Alina sceglie di descrivere le persone e lo fa in brevi capitoli che ci restituiscono pezzetti di vita, siparietti a volte persino lievi, comunque mai insistiti, da cui emerge, anzi irrompe, la crudezza di una realtà insostenibile, inimmaginabile. Ci assesta continuamente violenti pugni nello stomaco, di cui non ci rendiamo conto subito, distratti dai particolari che abilmente sono disseminati sul nostro percorso di lettura, quasi a scusarsi dei ricordi, di ciò che sta per arrivare nelle righe successive. Apparentemente si ferma sempre un passo al di qua dell’orrore, non indulge nella sua descrizione, eppure il suo modo di farcelo intuire è più forte di qualsiasi dettagliata esposizione.
 
Sono quasi esclusivamente figure femminili le protagoniste di questi quadretti narrativi. Amiche dell’autrice, parenti, compagne di scuola o di quel corso per infermiere che – nonostante tutto – resiste paradossalmente nel ghetto, un’istituzione che sembra intramontabile, anche se è scontato che alla fine verrà spazzata via, come tutto il resto. Donne straordinarie, coraggiose e volitive, a cominciare dalla madre, donne vittime destinate a soccombere, impazzite dal dolore, donne meschine e donne luminose. Si mescolano nel racconto debolezze e grandi slanci, salvezza e perdizione, sopravvivenza e morte nelle camere a gas. E poi i bambini, gli innocenti per definizione, anch’essi inghiottiti nella giostra senza senso di un destino crudele.

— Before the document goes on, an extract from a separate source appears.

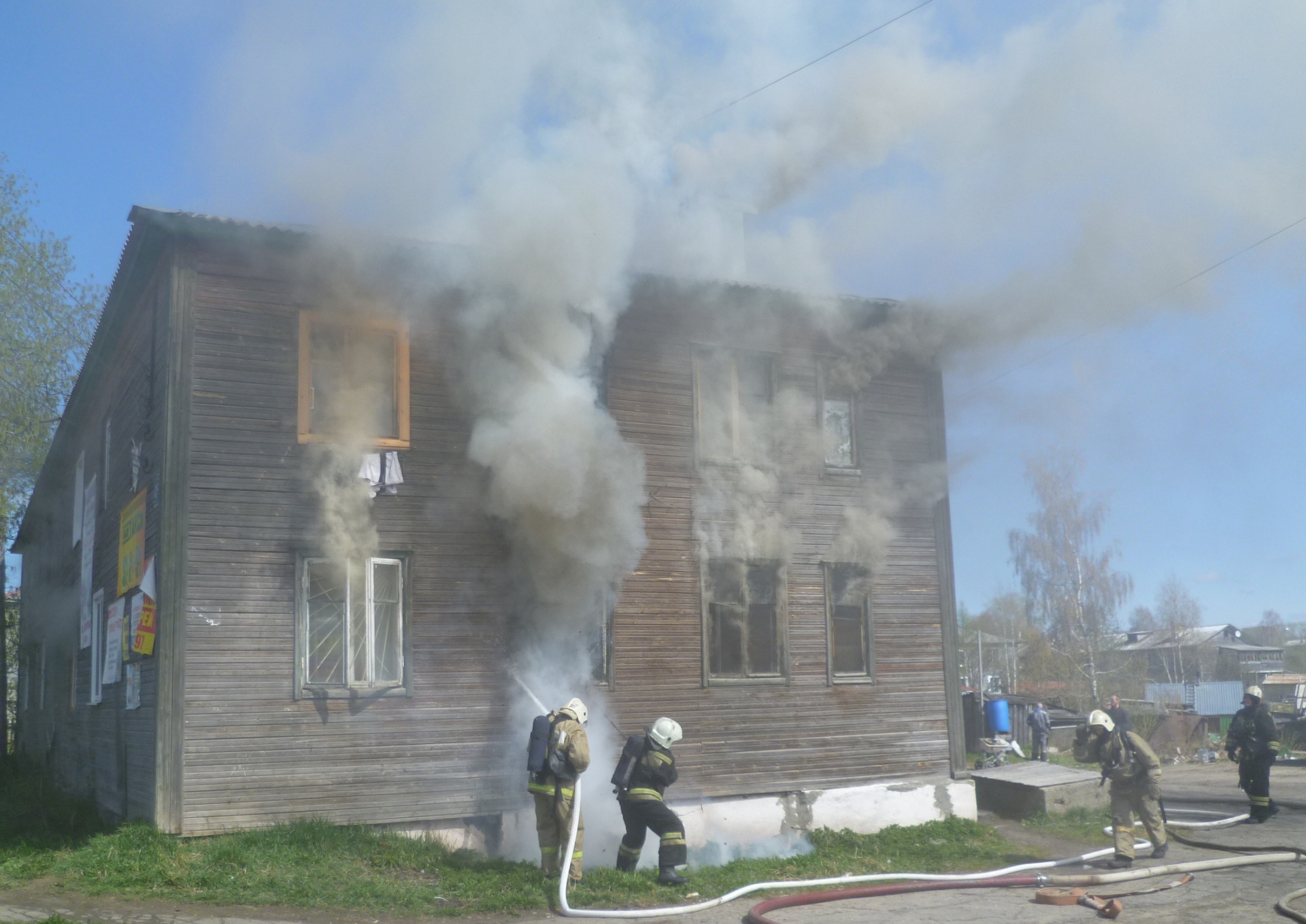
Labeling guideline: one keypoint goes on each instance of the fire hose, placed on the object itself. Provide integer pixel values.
(909, 883)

Alina sembra volerci suggerire che non esiste una spiegazione razionale di ciò che avviene a noi e intorno a noi, ma solo tanti fili intrecciati di una trama sconosciuta, tasselli di un puzzle la cui interezza non ci viene mai restituita. L’unica cosa di cui dobbiamo essere consapevoli è la volontà indomita di vivere, dove questa parola acquista senso solo se è coniugata al seguito: “con gli altri”.
Di una cosa la moglie di Edelman è sicura: quello che è successo a loro, in quel luogo e in quel tempo, li ha resi per sempre “diversi”. L’ultima frase del libro è una domanda che incontriamo più volte nel corso della lettura e a cui il libro stesso è già la risposta: “Qualcuno di noi è rimasto in Polonia, altri sono partiti. E in apparenza le cose ci vanno come potrebbero andare a chiunque altro. Ma noi siamo veramente come tutti gli altri?”.

Dopo la guerra Alina studia medicina e diventa pediatra, come la madre. Si spende ovunque per salvare bambini, e dice di farlo solo per se stessa, per salvarsi la vita. Sulla sua tomba è scritto: “Alina Margolis Edelman (1922 – 2008), pediatra del mondo”.